Crosslinking mass spectrometry (XL-MS) is a valuable technique for generating point-to-point distance measurements in protein space. However, cell-based XL-MS experiments require efficient software that can detect crosslinked peptides with sensitivity and controlled error rates. Many algorithms implement a filtering strategy designed to reduce the size of the database prior to mounting a search for crosslinks, but concern has been expressed over the possibility of reduced sensitivity using these strategies. We present a new scoring method that uses a rapid presearch method and a concept inspired by computer vision algorithms to resolve crosslinks from other conflicting reaction products. Searches of several curated crosslink datasets demonstrate high crosslink detection rates, and even the most complex proteome-level searches (using cleavable or noncleavable crosslinkers) can be completed efficiently on a conventional desktop computer. The detection of protein-protein interactions is increased twofold through the inclusion of compositional terms in the scoring equation. The combined functionality is made available as CRIMP 2.0 in the Mass Spec Studio.

Figure 1.

Schematic outlining the typical approaches to searching MS² datasets for evidence of peptide crosslinking. The 1-pass approach begins with the precursor mass of the putative crosslinked peptide and constrains a database search through a simple three-term sum involving the α peptide mass, the β peptide mass and the linker mass. Combinations are then searched against the MS² spectrum. The 2-pass method begins and ends with the MS² spectrum. First, candidate α and β peptides are found in the MS² data, and only then is precursor mass used to constrain combinations for a more exhaustive search of the MS² data.

Figure 2.

Crosslink sensitivity determination using the replicate dataset from Beveridge et al. for the DSS crosslinker. The analysis for the Cas9 database at (A) 5% and (B) 1% calculated FDR. The results for the segmented Cas9 database at (C) 5% and (D) 1% FDR, presented as both intraprotein and an interprotein search results. Effect of entrapment is shown using multiple added databases with the noted protein complexity. Real % FDR posted as callouts.

Figure 3.

Average crosslinked peptide numbers using DSSO as the crosslinking reagent and a stepped HCD MS² method for data acquisition.
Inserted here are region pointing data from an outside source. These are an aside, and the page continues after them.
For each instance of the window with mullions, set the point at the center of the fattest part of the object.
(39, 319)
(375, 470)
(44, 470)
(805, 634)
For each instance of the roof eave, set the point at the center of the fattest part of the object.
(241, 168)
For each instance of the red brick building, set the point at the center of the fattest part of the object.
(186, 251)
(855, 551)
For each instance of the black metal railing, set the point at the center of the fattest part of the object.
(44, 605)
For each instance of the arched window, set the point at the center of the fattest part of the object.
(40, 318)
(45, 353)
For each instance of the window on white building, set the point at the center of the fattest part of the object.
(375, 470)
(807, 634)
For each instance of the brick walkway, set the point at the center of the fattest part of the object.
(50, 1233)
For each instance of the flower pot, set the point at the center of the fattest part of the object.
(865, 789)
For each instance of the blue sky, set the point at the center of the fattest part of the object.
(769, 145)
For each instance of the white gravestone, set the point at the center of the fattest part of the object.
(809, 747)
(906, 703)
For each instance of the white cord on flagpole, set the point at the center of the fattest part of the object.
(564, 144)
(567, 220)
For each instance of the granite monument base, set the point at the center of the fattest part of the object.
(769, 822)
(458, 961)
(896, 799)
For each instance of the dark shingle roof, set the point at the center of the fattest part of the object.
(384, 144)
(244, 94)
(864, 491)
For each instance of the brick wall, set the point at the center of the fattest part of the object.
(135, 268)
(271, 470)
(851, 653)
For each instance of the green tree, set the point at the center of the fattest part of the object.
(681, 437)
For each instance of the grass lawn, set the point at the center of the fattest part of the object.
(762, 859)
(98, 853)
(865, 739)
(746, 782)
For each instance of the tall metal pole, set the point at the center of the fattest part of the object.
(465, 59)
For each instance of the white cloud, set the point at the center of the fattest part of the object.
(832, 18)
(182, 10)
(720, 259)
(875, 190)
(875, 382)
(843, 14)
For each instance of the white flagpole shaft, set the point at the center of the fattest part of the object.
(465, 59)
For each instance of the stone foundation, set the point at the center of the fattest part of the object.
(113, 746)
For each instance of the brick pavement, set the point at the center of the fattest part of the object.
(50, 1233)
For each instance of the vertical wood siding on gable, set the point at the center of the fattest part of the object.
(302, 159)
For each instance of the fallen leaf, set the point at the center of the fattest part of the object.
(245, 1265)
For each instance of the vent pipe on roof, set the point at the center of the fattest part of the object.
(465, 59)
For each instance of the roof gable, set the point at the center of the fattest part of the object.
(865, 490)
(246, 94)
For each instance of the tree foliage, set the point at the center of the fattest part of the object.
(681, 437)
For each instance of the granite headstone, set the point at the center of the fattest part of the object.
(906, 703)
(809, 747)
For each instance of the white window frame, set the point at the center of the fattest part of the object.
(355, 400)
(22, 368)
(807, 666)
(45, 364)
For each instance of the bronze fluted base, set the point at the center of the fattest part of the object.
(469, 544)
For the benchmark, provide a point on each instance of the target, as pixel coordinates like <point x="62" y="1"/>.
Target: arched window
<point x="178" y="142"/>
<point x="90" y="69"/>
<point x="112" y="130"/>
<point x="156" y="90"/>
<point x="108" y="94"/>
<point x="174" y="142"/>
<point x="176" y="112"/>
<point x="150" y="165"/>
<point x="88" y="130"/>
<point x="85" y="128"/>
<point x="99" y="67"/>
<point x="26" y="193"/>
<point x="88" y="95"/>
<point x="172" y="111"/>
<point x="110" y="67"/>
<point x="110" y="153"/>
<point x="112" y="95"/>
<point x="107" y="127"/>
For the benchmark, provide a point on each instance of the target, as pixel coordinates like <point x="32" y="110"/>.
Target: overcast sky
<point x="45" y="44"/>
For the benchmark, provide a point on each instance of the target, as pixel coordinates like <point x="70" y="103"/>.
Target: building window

All results for the noted algorithms are derived from Matzinger et al. with the addition of CRIMP 2.0, at an expected FDR of 1% (left bar in pair), and corrected results are shown using a post-score cutoff to reach an experimentally validated FDR of 1% (right bar in pair). True positives in blue, false positives in orange. Real % FDR posted as callouts. Error bars indicate standard deviation of the total hits, n=3.

Figure 4.

Number of detected PPIs in synthetic peptide benchmark dataset 2, from Matzinger et al. Blue bars represent a search conducted at an estimated 5% FDR and orange bars a search conducted at an estimated 1% FDR. All three sets of data from the benchmark were searched, with the indicated numbers of proteins in the search database to explore the effect of entrapment. Real FDR values are indicated as callouts.

Figure 5.

PPI search results for the in-situ crosslinking of the E. coli proteome using two crosslinking reagents. (A) searches conducted at a targeted 5% FDR and (B) searches conducted with a targeted 1% FDR. Results are based on the approximate PPI database established in Lenz et al., using the composition-informed PPI scoring method. Percentages at the bottom of the figure show calculated FDR values based on the composition of the library.